Just wanted to chime in here about modifying the /etc/sudoers file. You should never edit the file directly, and you should only ever append or edit a copy of the file and then use visudo to verify that the file is formatted properly. Once verified you can then move it over or rename it to the proper file. Just echoing out a string to append the file can break it, and then put your system in a bad state of functionality.

Thanks
Tom

rtrouton
Release Candidate Programs Tester

One thing I used to do was back up the existing sudoers file and then drop a new one in place. For example, use a package to drop a file named sudoers.new into /etc, then have the package run a postinstall script like this:

WARNING: Not tested, written from memory.
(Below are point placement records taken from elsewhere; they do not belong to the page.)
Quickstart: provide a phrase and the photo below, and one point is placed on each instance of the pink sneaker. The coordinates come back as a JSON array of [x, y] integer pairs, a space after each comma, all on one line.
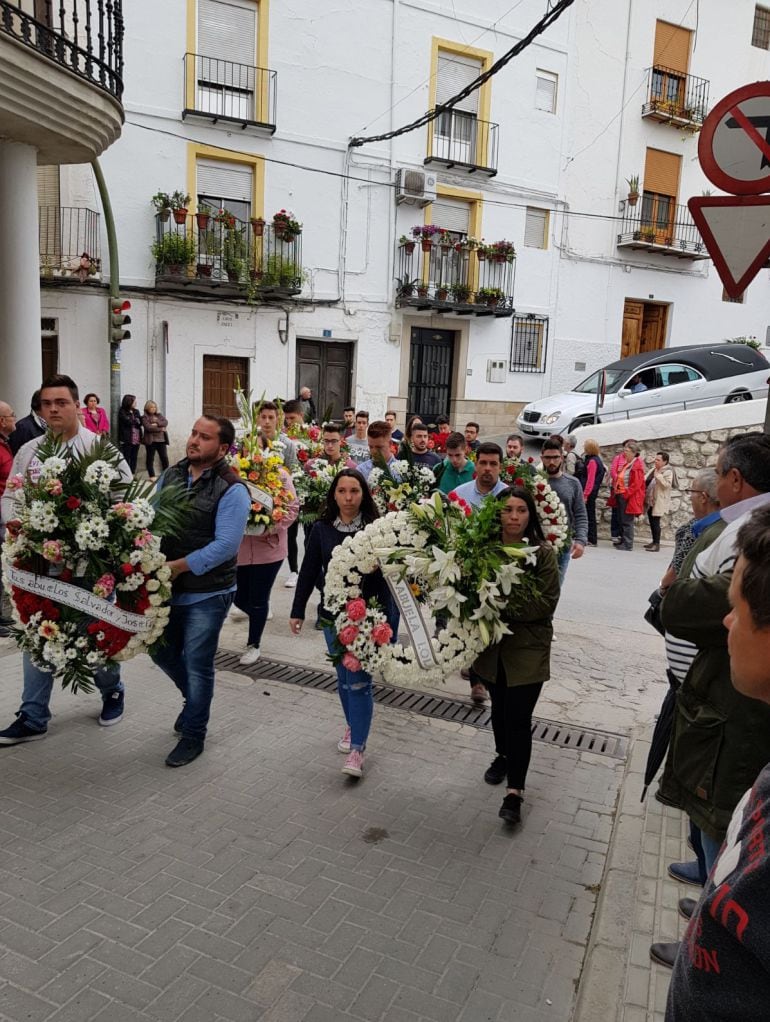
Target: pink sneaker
[[354, 764], [344, 745]]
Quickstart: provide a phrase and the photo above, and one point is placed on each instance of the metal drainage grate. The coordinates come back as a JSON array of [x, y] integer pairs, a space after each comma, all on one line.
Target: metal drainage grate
[[601, 743]]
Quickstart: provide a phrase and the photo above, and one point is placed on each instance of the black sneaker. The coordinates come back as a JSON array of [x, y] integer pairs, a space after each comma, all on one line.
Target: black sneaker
[[510, 810], [111, 708], [186, 750], [18, 732], [497, 771]]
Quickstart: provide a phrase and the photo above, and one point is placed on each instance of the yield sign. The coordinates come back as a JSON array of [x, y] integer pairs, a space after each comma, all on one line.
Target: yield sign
[[736, 233], [734, 143]]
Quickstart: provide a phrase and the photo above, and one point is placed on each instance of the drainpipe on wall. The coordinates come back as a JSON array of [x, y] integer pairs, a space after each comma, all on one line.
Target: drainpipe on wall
[[115, 292]]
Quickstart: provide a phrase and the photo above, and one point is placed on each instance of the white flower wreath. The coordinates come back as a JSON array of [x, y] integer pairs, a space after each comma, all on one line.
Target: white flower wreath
[[403, 545]]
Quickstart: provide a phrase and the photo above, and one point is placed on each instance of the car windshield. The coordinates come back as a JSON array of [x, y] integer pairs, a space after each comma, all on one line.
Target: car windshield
[[615, 379]]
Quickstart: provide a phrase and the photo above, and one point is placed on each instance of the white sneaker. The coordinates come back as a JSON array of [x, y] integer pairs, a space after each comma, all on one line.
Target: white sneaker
[[251, 656]]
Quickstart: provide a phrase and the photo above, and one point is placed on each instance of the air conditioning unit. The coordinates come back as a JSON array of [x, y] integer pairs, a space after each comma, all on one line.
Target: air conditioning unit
[[414, 187], [495, 371]]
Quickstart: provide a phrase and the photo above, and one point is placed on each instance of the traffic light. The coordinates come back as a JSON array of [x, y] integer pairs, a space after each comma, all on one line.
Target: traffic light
[[119, 320]]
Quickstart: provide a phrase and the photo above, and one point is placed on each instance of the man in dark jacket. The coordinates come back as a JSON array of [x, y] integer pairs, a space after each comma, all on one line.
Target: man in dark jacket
[[723, 967], [30, 426], [720, 738], [202, 569]]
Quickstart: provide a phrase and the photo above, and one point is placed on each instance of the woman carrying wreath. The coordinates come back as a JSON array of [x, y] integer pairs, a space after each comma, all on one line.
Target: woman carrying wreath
[[515, 668], [349, 509]]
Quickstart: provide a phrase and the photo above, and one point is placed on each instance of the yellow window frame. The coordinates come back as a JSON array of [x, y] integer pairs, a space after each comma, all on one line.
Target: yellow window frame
[[263, 94], [485, 92]]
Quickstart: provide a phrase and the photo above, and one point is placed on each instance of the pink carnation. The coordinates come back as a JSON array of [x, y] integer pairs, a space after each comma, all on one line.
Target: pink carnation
[[356, 609], [381, 634], [349, 635], [351, 662]]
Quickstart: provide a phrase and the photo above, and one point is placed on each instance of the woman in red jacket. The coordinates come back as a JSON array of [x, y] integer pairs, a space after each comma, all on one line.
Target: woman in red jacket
[[628, 491]]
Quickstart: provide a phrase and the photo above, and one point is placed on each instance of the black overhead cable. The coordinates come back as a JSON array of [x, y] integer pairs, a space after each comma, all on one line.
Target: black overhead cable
[[549, 17]]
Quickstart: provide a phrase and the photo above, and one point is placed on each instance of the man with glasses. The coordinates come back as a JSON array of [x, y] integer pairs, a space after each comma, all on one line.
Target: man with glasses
[[7, 425], [570, 493]]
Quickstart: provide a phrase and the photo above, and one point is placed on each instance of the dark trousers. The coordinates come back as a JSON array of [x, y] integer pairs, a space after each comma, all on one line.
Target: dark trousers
[[162, 454], [654, 525], [130, 452], [591, 512], [512, 707], [255, 583], [291, 535]]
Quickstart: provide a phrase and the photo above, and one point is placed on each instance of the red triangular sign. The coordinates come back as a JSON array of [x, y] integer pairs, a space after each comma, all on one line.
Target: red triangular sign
[[736, 233]]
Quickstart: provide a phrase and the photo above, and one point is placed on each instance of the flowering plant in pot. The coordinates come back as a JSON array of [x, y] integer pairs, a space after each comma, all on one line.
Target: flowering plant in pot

May blow up stuff, make puppies indolent and kittens grim.

#!/bin/bash
FILE_DATE=`date +%Y%m%d`

####################################################################
## BACKUP PREVIOUS SUDOERS FILE AND REPLACE WITH NEW SUDOERS FILE ##
####################################################################

if [[ -f "/etc/sudoers.new" ]]; then 
   mkdir /var/root/sudoer-backup-$FILE_DATE
   mv /etc/sudoers /var/root/sudoer-backup-$FILE_DATE/sudoers
   cp /etc/sudoers.new /etc/sudoers
fi

tlarkin
Honored Contributor

I think ideally @rtrouton is on to the right path. Get on one of your OS X boxes, use visudo to edit the /etc/sudoers file, then back it up to a back up file, deploy it via package and move it in place after running the visudo -c command to verify the file is good.

Probably want to always keep a back up of the original as well, just in case.

Cheers,
Tom

lashomb
Contributor II

Good advice although visudo when in edit mode parses the file and won't save if there is an error (its running the check before the save)... If you exit out in the middle, you'll get a message about a .swp file and if you want to recover next time you try to use visudo. Not saying you can't screw things up with visudo, but there are checks there, and they've caught my errors from time to time.

The times I usually screw up the sudoers is when I try to replace it altogether. Sideloading it and doing the check is a good, safe approach.

For our environment, I add our developers to the _developer group which is also used by Xcode, and give that group permissions. I use a Cmnd Alias for all the paths. That way if I edit and screw up the Cmnd Alias, its less likely to hose the whole thing.